Scontro sui confini, Polia batte Filadelfia: il Consiglio di Stato annulla la secessione
Il sindaco: «La legalità ha vinto sulla prepotenza politica, il comune resta unito e sovrano»
Una vittoria storica che mette la parola fine a una lunga e tesa battaglia legale. Il Consiglio di Stato (Sezione Quinta), con la sentenza n. 02470/2026, ha accolto il ricorso presentato dal Comune di Polia, riformando la precedente decisione del TAR Calabria e annullando di fatto la manovra che prevedeva il passaggio di porzioni del territorio poliese ad altri comuni.
I giudici di Palazzo Spada hanno riconosciuto le ragioni dell’ente, rilevando vizi di "eccesso di potere" e "carenza di istruttoria" nelle procedure che avevano tentato di ridisegnare i confini comunali a favore del Comune di Filadelfia e della Regione Calabria.
Raggiunto dalla notizia della pubblicazione della sentenza, il primo cittadino Luca Alessandro ha espresso con forza l'orgoglio di una comunità che non si è mai arresa: «Cari concittadini, il Consiglio di Stato ci ha dato ragione su tutta la linea! Abbiamo fermato chi voleva smembrare il nostro territorio e calpestare la nostra dignità con un colpo di mano burocratico. I giudici hanno annullato una manovra che voleva regalare pezzi del nostro Comune ad altri, senza una reale motivazione».
Il sindaco ha poi voluto sottolineare come la decisione dei magistrati (il collegio presieduto da Diego Sabatino con l'estensione di Elena Quadri) rappresenti un atto di giustizia verso la storia locale: «È stato riconosciuto che il nostro territorio e i nostri confini non sono merce di scambio per accontentare qualcuno. La Regione Calabria e chi voleva i nostri territori hanno agito con prepotenza politica, ma oggi la legalità ha vinto».

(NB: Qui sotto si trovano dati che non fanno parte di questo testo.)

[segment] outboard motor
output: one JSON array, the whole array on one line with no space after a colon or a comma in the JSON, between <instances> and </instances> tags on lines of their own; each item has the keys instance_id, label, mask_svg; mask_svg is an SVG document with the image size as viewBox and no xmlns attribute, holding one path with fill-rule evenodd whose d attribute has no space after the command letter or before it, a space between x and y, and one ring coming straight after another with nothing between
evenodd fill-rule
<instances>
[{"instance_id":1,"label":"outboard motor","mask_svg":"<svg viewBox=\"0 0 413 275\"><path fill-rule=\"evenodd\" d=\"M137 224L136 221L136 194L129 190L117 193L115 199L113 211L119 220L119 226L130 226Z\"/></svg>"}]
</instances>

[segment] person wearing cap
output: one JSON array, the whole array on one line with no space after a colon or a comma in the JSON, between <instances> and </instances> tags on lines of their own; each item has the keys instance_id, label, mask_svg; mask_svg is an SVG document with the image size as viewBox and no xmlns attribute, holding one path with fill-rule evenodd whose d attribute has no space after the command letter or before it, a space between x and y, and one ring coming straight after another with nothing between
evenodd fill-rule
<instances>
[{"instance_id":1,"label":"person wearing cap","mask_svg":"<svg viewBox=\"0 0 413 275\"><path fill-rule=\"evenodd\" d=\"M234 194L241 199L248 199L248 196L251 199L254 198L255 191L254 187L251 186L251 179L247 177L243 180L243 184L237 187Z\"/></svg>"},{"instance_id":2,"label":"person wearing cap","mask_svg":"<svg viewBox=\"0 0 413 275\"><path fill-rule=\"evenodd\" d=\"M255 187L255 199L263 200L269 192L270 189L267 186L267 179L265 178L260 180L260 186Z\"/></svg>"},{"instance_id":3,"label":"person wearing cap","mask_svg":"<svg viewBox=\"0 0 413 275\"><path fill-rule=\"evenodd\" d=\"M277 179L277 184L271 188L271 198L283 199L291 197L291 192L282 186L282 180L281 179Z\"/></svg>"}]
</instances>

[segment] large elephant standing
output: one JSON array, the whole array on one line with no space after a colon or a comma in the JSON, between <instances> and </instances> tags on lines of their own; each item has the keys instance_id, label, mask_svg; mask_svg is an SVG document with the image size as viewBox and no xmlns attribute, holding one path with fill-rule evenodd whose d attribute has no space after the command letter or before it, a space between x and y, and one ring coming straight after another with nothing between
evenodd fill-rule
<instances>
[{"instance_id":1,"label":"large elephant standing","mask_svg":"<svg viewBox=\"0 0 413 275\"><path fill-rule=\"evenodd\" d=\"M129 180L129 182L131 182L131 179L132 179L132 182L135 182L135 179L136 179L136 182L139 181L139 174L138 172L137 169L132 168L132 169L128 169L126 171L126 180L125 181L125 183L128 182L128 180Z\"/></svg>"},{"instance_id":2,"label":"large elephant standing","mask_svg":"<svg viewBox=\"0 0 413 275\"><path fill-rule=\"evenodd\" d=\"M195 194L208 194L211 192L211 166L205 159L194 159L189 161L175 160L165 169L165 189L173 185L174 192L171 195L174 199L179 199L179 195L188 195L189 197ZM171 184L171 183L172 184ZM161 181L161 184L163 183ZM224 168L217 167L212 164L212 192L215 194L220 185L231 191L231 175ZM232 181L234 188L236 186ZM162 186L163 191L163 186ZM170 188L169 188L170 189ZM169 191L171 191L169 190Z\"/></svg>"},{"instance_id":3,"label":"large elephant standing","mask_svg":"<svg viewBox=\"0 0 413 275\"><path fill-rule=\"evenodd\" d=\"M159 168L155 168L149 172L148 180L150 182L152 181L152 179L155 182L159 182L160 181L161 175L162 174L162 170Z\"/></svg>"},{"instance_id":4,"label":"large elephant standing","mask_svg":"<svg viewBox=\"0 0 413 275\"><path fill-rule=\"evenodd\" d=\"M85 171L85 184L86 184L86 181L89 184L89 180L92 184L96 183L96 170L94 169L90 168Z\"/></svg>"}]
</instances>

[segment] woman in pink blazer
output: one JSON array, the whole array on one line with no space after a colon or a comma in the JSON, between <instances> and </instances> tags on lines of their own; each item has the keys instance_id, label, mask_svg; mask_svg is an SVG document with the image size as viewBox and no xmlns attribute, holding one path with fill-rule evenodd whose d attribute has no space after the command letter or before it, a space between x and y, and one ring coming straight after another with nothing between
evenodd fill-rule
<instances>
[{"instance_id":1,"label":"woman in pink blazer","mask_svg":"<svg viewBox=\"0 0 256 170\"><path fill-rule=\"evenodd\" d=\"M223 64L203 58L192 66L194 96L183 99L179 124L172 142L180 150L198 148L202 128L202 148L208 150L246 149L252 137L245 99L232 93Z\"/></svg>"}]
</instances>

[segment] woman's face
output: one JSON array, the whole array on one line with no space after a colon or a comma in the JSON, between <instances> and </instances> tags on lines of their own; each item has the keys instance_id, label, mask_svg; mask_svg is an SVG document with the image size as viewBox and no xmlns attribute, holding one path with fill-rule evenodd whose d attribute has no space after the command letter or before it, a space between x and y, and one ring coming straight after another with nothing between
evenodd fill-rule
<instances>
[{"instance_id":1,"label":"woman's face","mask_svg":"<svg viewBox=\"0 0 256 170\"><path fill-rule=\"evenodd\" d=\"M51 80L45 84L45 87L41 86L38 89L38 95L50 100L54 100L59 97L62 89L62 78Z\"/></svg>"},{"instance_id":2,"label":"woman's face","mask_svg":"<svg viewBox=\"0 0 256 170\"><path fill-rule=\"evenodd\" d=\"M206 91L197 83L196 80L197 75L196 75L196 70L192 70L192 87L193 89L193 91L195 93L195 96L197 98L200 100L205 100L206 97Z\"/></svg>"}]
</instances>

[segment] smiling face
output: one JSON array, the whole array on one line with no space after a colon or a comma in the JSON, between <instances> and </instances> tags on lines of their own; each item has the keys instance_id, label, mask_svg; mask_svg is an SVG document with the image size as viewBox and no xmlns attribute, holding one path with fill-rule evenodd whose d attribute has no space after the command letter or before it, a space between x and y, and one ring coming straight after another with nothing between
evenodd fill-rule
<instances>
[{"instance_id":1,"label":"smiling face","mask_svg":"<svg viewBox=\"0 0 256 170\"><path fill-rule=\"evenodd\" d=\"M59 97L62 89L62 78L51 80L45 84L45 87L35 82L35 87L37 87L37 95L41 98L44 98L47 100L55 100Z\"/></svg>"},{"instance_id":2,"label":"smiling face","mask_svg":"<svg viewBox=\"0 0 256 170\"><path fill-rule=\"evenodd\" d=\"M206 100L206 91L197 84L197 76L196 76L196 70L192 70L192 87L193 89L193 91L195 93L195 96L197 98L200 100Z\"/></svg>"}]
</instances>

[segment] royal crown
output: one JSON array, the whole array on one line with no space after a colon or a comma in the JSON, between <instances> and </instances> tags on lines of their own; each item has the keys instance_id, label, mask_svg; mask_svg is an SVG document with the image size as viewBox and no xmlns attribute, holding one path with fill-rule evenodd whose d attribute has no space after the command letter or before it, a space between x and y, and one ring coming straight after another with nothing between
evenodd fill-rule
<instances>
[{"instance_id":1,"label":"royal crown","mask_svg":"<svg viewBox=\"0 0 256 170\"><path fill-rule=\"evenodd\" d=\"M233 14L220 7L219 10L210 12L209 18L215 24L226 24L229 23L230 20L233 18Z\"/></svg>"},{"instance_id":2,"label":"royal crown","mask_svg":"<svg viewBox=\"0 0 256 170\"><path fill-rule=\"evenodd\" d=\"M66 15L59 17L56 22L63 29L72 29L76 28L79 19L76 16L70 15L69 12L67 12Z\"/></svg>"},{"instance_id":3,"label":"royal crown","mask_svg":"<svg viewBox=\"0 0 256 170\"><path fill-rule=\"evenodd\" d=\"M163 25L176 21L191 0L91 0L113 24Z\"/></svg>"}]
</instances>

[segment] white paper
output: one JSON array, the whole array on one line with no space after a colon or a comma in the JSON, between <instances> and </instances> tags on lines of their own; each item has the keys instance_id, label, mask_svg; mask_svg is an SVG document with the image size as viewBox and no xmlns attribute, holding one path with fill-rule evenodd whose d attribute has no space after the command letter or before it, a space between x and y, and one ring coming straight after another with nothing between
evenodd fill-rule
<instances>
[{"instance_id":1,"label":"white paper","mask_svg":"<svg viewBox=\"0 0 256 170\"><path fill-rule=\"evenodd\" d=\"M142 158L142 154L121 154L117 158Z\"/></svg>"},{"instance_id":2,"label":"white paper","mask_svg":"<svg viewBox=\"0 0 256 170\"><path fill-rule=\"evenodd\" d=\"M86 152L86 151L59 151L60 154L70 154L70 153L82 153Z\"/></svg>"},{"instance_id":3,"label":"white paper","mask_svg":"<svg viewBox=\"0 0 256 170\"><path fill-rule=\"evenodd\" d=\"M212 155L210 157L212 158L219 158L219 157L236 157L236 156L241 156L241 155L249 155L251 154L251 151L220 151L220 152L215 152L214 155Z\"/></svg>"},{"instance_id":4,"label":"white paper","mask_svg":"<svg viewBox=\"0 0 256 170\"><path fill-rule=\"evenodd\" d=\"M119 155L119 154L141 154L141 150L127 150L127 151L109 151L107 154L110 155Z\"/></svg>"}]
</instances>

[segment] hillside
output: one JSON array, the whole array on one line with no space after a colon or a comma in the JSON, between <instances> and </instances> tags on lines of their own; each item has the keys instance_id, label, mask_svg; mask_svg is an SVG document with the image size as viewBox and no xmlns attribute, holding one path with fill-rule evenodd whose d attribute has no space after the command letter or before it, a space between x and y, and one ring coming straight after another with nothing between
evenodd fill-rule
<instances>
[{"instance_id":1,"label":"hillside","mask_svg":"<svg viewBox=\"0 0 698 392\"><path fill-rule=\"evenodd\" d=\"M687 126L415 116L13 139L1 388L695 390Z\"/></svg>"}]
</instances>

Un passaggio fondamentale della vicenda ha riguardato la strategia difensiva, che ha ribaltato l'esito del primo grado di giudizio. «Ringrazio tutta l’Amministrazione e i cittadini per il supporto — ha aggiunto Alessandro —. Un ringraziamento particolare va all'Avv. Giuseppe Scuglia, che ha difeso strenuamente gli interessi della nostra comunità. Ha preso a cuore una battaglia legale dall'esito non scontato, portandola avanti con determinazione, professionalità e credendoci con forza fino alla fine».
L'articolo 5 della Costituzione e i principi di autonomia locale escono rafforzati da questa sentenza, che blinda i confini di Polia contro tentativi di smembramento ritenuti arbitrari.
«Hanno provato a portarci via un pezzo del nostro territorio — conclude il Sindaco — ma abbiamo dimostrato che Polia è unita e sa farsi rispettare nelle sedi opportune. L'identità di Polia non è in vendita. Polia resta unita e sovrana».